Брат высадил ее у подъезда особняка герцога, на Ганновер-сквер. Стивен дождался, пока дверь откроется. Маленький Джон был в холщовом фартуке. Констанца принюхалась. Из кухни тянуло жареным мясом. Граф Хантингтон протянул Стивену крепкую руку:
– Свинину запекаю, к ужину. Папа поехал куда-то, с тетей Юджинией, с вокзала. Я чай сделаю… Заходи, – юноша помог Констанце раздеться. Стивен посмотрел на часы:
– Мне еще в Уайтхолл пробиваться, через пробки… – он сбежал по ступеням, дверь закрылась. Взревел мотор ягуара.

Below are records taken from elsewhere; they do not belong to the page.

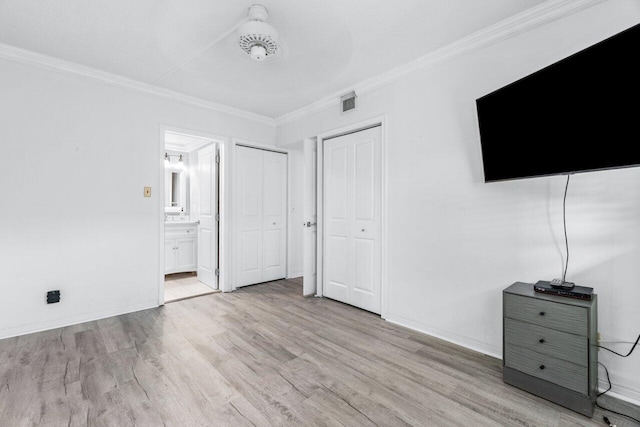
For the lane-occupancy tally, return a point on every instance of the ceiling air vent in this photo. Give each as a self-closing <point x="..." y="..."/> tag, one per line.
<point x="348" y="101"/>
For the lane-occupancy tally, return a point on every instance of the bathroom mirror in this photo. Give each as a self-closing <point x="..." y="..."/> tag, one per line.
<point x="175" y="184"/>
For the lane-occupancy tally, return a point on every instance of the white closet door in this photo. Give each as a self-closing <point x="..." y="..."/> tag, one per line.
<point x="249" y="244"/>
<point x="274" y="218"/>
<point x="208" y="201"/>
<point x="353" y="226"/>
<point x="262" y="216"/>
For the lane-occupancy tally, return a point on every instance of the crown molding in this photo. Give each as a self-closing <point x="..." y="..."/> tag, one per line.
<point x="527" y="20"/>
<point x="26" y="57"/>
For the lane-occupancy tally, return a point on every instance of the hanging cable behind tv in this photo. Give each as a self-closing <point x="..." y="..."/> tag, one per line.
<point x="562" y="283"/>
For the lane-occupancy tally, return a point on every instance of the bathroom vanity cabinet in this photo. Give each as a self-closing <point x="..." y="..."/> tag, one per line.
<point x="180" y="247"/>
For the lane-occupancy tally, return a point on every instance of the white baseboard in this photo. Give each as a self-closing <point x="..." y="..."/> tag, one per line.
<point x="446" y="336"/>
<point x="73" y="320"/>
<point x="621" y="388"/>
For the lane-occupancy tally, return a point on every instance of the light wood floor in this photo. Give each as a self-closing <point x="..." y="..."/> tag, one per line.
<point x="181" y="286"/>
<point x="260" y="356"/>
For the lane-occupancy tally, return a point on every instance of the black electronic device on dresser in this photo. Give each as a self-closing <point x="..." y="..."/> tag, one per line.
<point x="549" y="346"/>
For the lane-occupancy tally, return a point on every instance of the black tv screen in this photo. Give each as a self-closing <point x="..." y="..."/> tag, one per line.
<point x="579" y="114"/>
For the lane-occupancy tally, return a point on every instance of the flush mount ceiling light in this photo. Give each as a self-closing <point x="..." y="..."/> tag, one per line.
<point x="257" y="39"/>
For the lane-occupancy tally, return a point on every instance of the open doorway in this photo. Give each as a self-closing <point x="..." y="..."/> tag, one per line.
<point x="191" y="226"/>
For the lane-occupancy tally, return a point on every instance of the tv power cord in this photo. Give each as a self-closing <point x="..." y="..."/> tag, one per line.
<point x="606" y="420"/>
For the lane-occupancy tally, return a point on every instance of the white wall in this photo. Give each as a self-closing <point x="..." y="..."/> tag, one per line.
<point x="296" y="217"/>
<point x="454" y="243"/>
<point x="76" y="156"/>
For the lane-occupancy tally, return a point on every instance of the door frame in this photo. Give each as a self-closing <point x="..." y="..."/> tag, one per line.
<point x="320" y="185"/>
<point x="235" y="142"/>
<point x="224" y="280"/>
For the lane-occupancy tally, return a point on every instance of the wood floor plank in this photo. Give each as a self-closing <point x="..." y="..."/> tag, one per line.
<point x="261" y="356"/>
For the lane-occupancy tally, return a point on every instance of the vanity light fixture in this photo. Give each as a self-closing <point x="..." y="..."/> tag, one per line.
<point x="167" y="160"/>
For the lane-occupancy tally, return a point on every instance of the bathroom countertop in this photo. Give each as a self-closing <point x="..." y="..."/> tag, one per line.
<point x="185" y="222"/>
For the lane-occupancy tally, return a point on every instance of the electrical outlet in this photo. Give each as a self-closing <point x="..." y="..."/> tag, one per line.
<point x="53" y="297"/>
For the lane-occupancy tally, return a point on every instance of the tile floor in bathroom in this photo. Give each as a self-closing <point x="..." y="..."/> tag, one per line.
<point x="180" y="286"/>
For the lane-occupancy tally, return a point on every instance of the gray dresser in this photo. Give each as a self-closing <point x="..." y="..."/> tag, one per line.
<point x="549" y="346"/>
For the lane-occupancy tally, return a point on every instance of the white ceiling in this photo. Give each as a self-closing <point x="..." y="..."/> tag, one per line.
<point x="330" y="45"/>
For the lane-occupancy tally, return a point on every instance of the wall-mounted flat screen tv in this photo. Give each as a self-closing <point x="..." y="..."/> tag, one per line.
<point x="579" y="114"/>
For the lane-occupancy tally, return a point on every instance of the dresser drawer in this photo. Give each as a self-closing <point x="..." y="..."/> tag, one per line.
<point x="565" y="374"/>
<point x="565" y="346"/>
<point x="561" y="317"/>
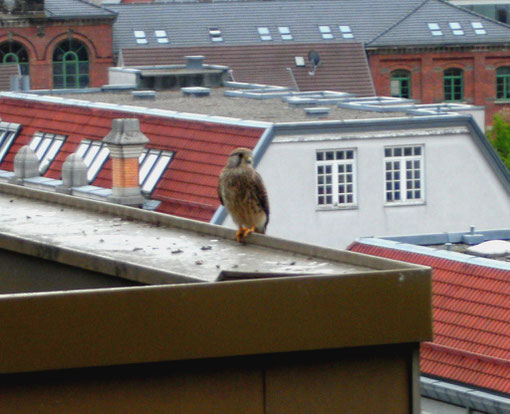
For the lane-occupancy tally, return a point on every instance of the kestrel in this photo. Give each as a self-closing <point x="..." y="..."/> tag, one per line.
<point x="243" y="193"/>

Девушка в скромном пальто и шляпке стояла у ограды сквера на площади, сжимая саквояж. Из кармана торчала Daily Mail. Тони переступила замерзшими ногами:
– Я не могу туда идти. Как я папе в глаза посмотрю? Папе, Маленькому Джону, остальным… – она положила руку на чуть выступающий живот. Задувал ветер, сквер опустел, над Лондоном повисло неприветливое, темное небо. Смеркалось, но фонари еще не зажглись. В окнах гостиной особняка виднелся отсвет пламени в камине. Шмыгнув носом, девушка тяжело, устало опустилась на мокрую скамейку. Завернувшись в пальто, Тони расплакалась.
На Флит-стрит, Юджиния остановила лимузин: «Джон, отдай мне оружие».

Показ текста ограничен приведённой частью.